Eric Raimondeau : "Un cycle obligatoire de formation généraliste devrait être organisé en début de mandat"


“La formation, ce n’est pas seulement acquérir des connaissances techniques, c’est aussi un temps d’échanges très libre entre élus ! C’est un enrichissement et ça me semble absolument essentiel !”


Pouvez-vous revenir brièvement sur votre parcours ? 📈

J’ai commencé ma carrière comme responsable du service technique d’une petite commune de Loire-Atlantique. Plus tard, dans une plus grande commune, j’ai voulu me spécialiser dans l’urbanisme et lorsque mon chef de service est parti à la retraite, la maire de ma commune m’a proposé de reprendre le poste. J’intervenais dans l’urbanisme opérationnel, prévisionnel et réglementaire.

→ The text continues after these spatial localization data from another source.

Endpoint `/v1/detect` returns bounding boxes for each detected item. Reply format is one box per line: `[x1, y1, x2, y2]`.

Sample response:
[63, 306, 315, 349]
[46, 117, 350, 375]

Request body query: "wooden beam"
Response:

J’ai achevé ma carrière dans un pôle de proximité de la Métropole de Nantes. Sont alors venues s'ajouter des compétences dans les domaines de la mobilité, des transports, de l’’environnement (désormais l’axe principal de toute intervention d’un urbaniste), de l’habitat, du logement, du management et surtout de la relation avec les élus !

Sur quels thèmes intervenez-vous en formation pour les élus locaux ? 👨‍🏫

Depuis maintenant plus de trois ans, j’interviens principalement sur deux modules « Les bases et les fondamentaux de l’urbanisme », « L’élaboration et la gestion d’un Plan Local d’Urbanisme ».

Au cours des derniers mois, je suis intervenu régulièrement auprès d’élu.es pour présenter les dispositions de la loi Climat et Résilience. Elles obligeront les élus à envisager différemment l’aménagement de leur territoire au travers de la sobriété foncière et du Zéro Artificialisation Nette, le fameux “ZAN”.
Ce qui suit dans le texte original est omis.